National Park Service

 

Date of this Version

2003

Citation

Submitted in fulfillment of Cooperative Agreement #CA606899103 between the U.S. National Park Service & The Department of American Indian Studies, University of Minnesota

Abstract

When Wind Cave National Park celebrated its Fiftieth Anniversary in 1953, a Lakota delegation from the Pine Ridge Reservation was invited to attend the festivities. As a way of honoring the event, the Lakotas adopted the park s superintendent, Earl M. Semingsen and named him Tatanka Tokahe [First Bison Bull]. Two things are significant about this name. On the one hand, it associates the park with bison, a culturally important connection for the Lakotas, who have long believed that Wind Cave is the home of the Buffalo Nation; and on the other, it refers to the name of the first human to emerge from the subterranean depths of the Black Hills through the portal that many Lakotas identify as Wind Cave.
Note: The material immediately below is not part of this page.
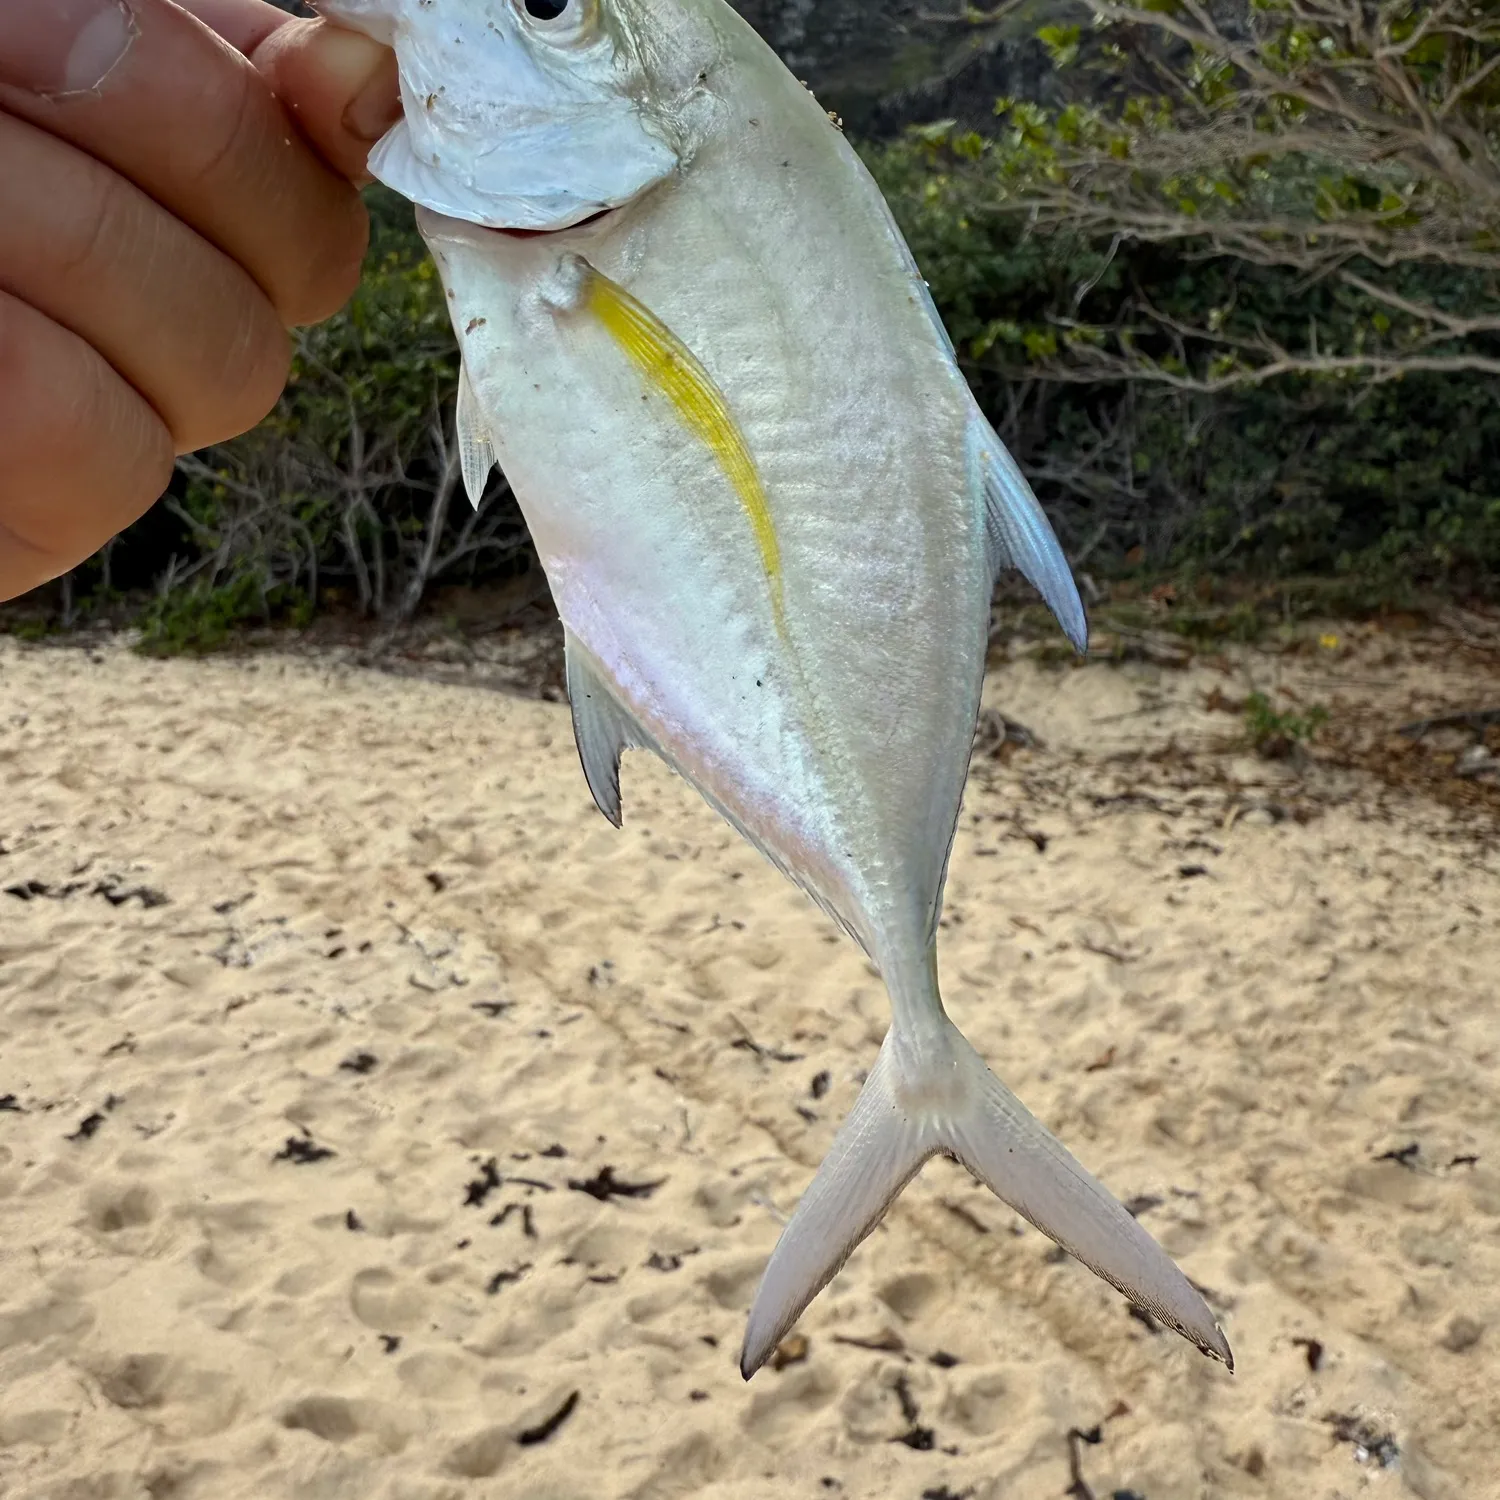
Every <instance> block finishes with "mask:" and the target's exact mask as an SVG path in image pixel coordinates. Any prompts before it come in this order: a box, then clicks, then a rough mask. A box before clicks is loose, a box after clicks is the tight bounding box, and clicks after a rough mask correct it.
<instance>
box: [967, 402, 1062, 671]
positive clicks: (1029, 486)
mask: <svg viewBox="0 0 1500 1500" xmlns="http://www.w3.org/2000/svg"><path fill="white" fill-rule="evenodd" d="M969 462H971V466H972V469H974V471H975V478H977V483H980V484H981V486H983V490H984V531H986V541H987V544H989V553H990V571H992V574H993V576H996V577H999V574H1001V573H1002V571H1005V570H1007V568H1016V570H1017V571H1019V573H1022V574H1023V576H1025V577H1026V579H1028V580H1029V582H1031V583H1032V586H1034V588H1035V589H1037V592H1038V594H1041V597H1043V600H1044V603H1046V604H1047V607H1049V609H1050V610H1052V612H1053V613H1055V615H1056V616H1058V624H1059V625H1062V631H1064V634H1065V636H1067V637H1068V639H1070V640H1071V642H1073V645H1074V648H1076V649H1077V651H1080V652H1082V651H1088V648H1089V621H1088V615H1086V613H1085V610H1083V600H1082V598H1080V597H1079V586H1077V583H1074V580H1073V568H1070V567H1068V559H1067V558H1065V556H1064V552H1062V547H1061V546H1059V543H1058V537H1056V535H1055V534H1053V529H1052V522H1050V520H1047V513H1046V511H1044V510H1043V508H1041V504H1040V502H1038V499H1037V496H1035V495H1034V493H1032V487H1031V484H1028V483H1026V475H1025V474H1023V472H1022V471H1020V466H1019V465H1017V462H1016V459H1013V458H1011V455H1010V452H1008V450H1007V447H1005V444H1004V443H1001V440H999V437H996V434H995V429H993V428H992V426H990V423H989V422H987V420H986V419H984V414H983V413H981V411H980V408H978V405H975V408H974V414H972V417H971V419H969Z"/></svg>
Much of the landscape of Wind Cave National Park, both above and below ground, is sacred to the Lakotas because it is a site of genesis and because it holds important teachings at the foundation of the way Lakotas have come to identify themselves as a people. The same holds true for the Cheyennes who hold the geological depression known as the Race Track in high regard and associate it with important cosmological precepts and the origins of their Sun Dance. The Lakotas identify the Race Track with an important spiritual pilgrimage their ancestors followed and that some have tried to recreate in modem times. In the traditions of both tribal nations, the story of the Great Race tells how the nature of relationships between humans and animals was established and how various topographic features of the Black Hills came into being.